Dans ses “Lettres à un jeune poète“, Rainer Maria Rilke exhortait à fuir “les grands sujets pour ceux que votre quotidien vous offre“. Message reçu cinq sur cinq par Emmet Gowin (1941 – ) qui va consacrer une grande partie de son oeuvre photographique à sa famille, sa femme Edith, le coeur de son univers créatif, ses enfants, la famille de sa femme, un véritable clan avec oncles, tantes, cousins, quatre générations rassemblées dans cinq maisons à Danville, Virginie.

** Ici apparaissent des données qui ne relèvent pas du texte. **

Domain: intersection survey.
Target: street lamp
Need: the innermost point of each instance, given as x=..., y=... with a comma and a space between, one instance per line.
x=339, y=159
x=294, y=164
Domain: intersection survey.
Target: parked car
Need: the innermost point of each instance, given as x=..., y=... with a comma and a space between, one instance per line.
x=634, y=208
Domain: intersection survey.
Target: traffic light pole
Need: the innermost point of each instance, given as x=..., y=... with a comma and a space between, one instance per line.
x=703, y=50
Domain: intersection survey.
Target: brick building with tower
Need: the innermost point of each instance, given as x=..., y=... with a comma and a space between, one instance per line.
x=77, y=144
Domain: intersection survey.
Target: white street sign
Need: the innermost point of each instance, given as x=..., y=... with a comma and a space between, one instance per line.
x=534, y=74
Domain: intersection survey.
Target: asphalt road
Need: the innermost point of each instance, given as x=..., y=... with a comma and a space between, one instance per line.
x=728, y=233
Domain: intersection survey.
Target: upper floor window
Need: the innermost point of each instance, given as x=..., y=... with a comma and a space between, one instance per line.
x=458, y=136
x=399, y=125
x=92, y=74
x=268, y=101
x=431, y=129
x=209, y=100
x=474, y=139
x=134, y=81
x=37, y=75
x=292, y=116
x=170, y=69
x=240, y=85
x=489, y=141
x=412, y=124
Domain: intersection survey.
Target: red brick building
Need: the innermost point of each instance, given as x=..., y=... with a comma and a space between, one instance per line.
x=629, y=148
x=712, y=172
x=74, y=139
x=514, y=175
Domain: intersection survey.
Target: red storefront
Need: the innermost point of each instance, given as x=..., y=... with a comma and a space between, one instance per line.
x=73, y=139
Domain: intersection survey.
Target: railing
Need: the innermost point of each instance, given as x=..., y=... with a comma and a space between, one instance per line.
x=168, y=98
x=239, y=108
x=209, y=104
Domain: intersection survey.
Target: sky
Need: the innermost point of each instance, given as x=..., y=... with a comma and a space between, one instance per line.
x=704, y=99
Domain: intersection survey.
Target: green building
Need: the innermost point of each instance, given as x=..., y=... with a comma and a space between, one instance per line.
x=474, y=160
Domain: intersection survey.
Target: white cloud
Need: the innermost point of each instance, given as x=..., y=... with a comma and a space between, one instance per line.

Fils d’un pasteur méthodiste, Emmet Gowing reçoit une éducation stricte et développe très tôt un amour de la nature. Il étudie la photographie et trouve ses premières influences chez Robert Frank, Henri Cartier-Bresson, Walker Evans et l’un de ses professeurs, Harry Callahan. Dans sa thèse de troisième cycle, il annonce que les photographies sont pour lui “un moyen de retenir, intensément, un moment de communication entre un être et un autre”. Il complètera plus tard ce postulat en se rapprochant de l’héritage du grand Eugène Atget (1857 – 1927) : “il a fait chaque photographie poussé par un amour profond, qui n’est pas seulement l’amour de la forme visuelle mais un amour qui assaille le bourgeois comme le chiffonnier. En un mot, pour Atget, photographier, c’était embrasser” ( dans “Emmet Gowin” , Mapfre 2013).

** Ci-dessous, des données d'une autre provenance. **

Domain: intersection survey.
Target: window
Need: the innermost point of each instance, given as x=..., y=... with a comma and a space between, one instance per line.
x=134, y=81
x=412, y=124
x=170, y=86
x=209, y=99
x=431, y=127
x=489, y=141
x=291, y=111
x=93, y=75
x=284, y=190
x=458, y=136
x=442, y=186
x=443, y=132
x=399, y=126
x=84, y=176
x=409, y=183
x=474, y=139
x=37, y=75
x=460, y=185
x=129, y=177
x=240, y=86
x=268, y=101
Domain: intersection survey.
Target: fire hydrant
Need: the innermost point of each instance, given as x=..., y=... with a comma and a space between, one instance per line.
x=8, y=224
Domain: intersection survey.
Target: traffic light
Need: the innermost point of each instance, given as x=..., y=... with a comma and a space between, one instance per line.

C’est pourquoi Edith, son épouse, va devenir sa muse, sa principale source d’inspiration pendant près de cinquante ans, comme Georgia O’Keeffe l’avait été pour Alfred Stieglitz ou Charis Wilson pour Edward Weston. Leur connexion émotionnelle s’établit dans les différentes pièces de la maison de Danville, à l’extérieur dans le verger ou dans une cabane, dans les moindres recoins et quelque soit la saison. Connexion également physique, le corps d’Edith devenant un thème récurrent qui permet à Gowin de revisiter la figure du nu féminin, lors des maternités d’Edith ou dans la vie de tous les jours .
Emmet Gowin espérait néanmoins que les photos de sa femme irait “au-delà de la chronique familiale“. C’est ce que je perçois dans “Edith with My Coat“. Ce cliché nous rappelle tout d’abord que Gowin est l’un des meilleurs tireurs de photographie de l’histoire. Réfugiée dans une veste de velours trop grande pour elle, Edith nous apparait fragile au centre d’un jardin où, j’imagine, la fraîcheur d’un matin ou d’une fin d’après-midi se fait sentir. Mais ce regard sérieux et pénétrant me fascine : si elle accepte l’instant photographique d’un regard presque effronté, ce qui se lit dans ses yeux va plus loin. Elle revendique et assume un rôle central dans l’ambition photographique de son mari, une oeuvre qui l’amènera à dévoiler l’intimité de sa vie, pour répondre à un défi commun : “Comment voyager le plus loin et le plus profondément ? En revenant là ou nous nous trouvons déjà.”
Dans la paix et le silence de Danville.